As an experienced scholar and politician, Rudd avoids the mistake of making bold declarations about China’s future, yet he also is clear about the challenges he believes China faces under the leadership of Xi, of whom he is quite critical. Fluent in Mandarin and having met Xi in person, Rudd adds rare and valuable insights on Xi the man, politician, and leader, helping to bring into focus the still-murky picture of the person at the head of the world’s second-most-powerful state. Rudd’s book makes it easy to understand an impressively wide range of critical issues driving China’s current decision-making, explaining these from Beijing’s perspective, as well as the logic underlying U.S. strategic and policy responses. He clearly lays out what China’s leader sees as concerns and opportunities, relating what this means for other global players. Rudd is proud of not using a single footnote in weaving his extensive narrative, which is laudable for the ease of reading but disappointing for those wishing to dig deeper into the sources of Rudd’s insights and information.

The book is clear-eyed in explaining China’s ambitions and recent shifts in policy under Xi’s leadership, hewing neither to hawkish nor to dovish arguments but simply analyzing PRC strategy and policy aims in the context of demonstrated and documented Chinese interests and behavior over time. This is as refreshing as it is uncommon and should prove particularly useful for strategists and policy makers needing to decide how to address Xi’s more aggressive posture. Rudd applies a novel approach to making sense of a topic as grand as the rapidly changing modern China. He identifies a series of issues and interests and arranges them in concentric circles. While one could quibble with his ordering, the approach generally helps to organize and prioritize key issues worth exploring and understanding, from the PRC’s point of view.

A hallmark of good scholarship is simplifying what is highly complex—in this case, an understanding of modern China and U.S.-China relations. Rudd succeeds in doing so, providing a useful and easily digestible capsule of where China and its most critical relationship stand at present and why. Few authors are able to take on such a complicated and wide-ranging topic with such ease. The book, therefore, serves its purpose and will prove useful to academics, students, policy makers, historians, and anyone else seeking to understand better modern China and U.S.-China relations.

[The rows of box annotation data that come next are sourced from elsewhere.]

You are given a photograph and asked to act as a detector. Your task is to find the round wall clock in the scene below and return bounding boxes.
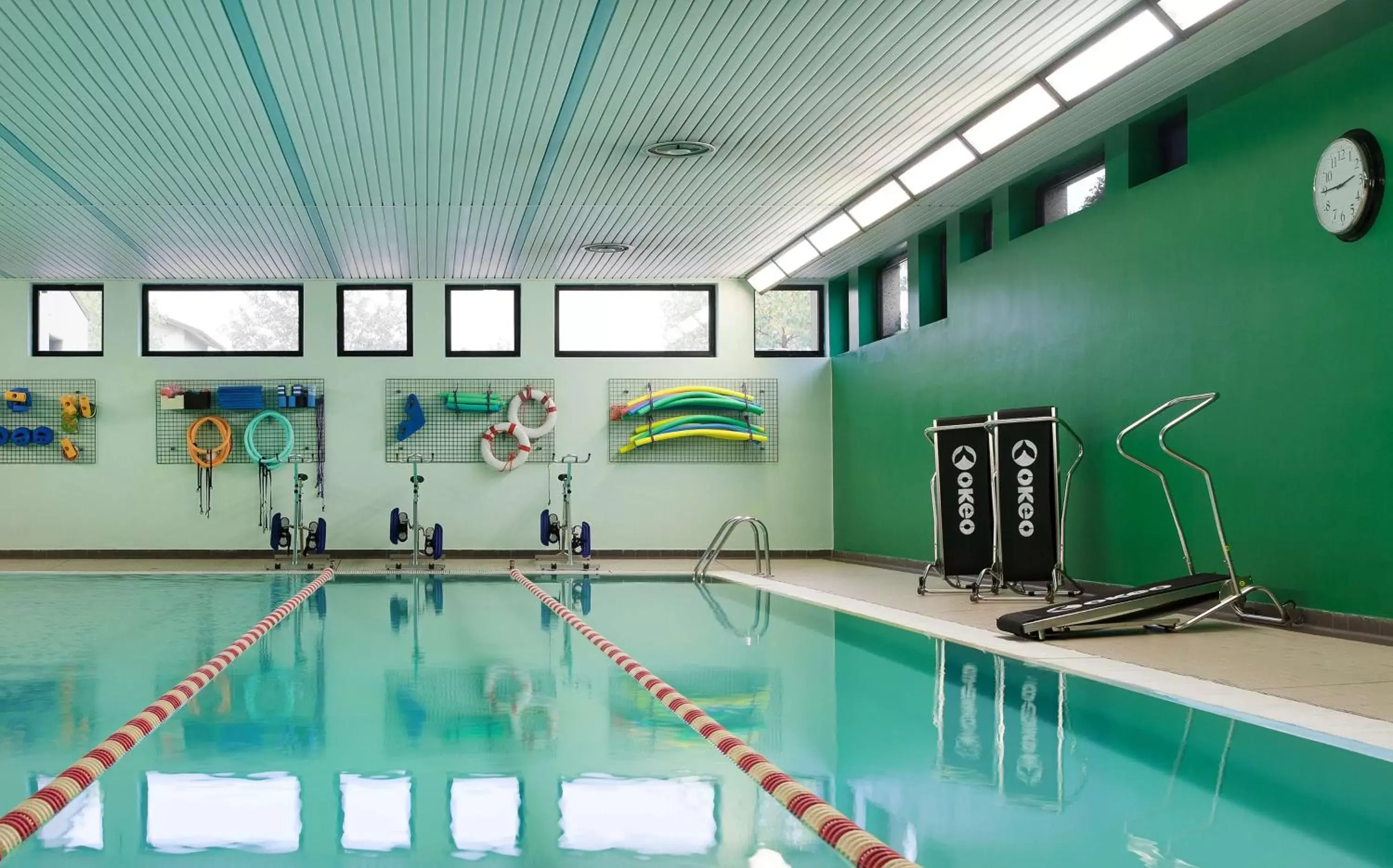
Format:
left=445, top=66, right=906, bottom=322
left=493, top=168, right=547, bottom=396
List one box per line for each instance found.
left=1311, top=130, right=1383, bottom=241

Amid a cacophony of opinions about China and what to do about it, Rudd’s volume provides something rare: a thoroughly reasoned, well-articulated, easy-to-read, and reasonably comprehensive assessment of China and its leader, Xi Jinping, in the twenty-first century. And, as the book’s title makes clear, understanding modern China and its leader is essential to avoiding catastrophic conflict. This reality is emphasized in the book’s introduction, which includes the observation that “for policy makers in Beijing and Washington, as well as in other capitals, the 2020s will be the decade of living dangerously” (p. 2). Rudd’s volume ably explains how we got here, in what ways the 2020s are a “decisive decade,” and why U.S.-China relations likely are headed for rocky shores.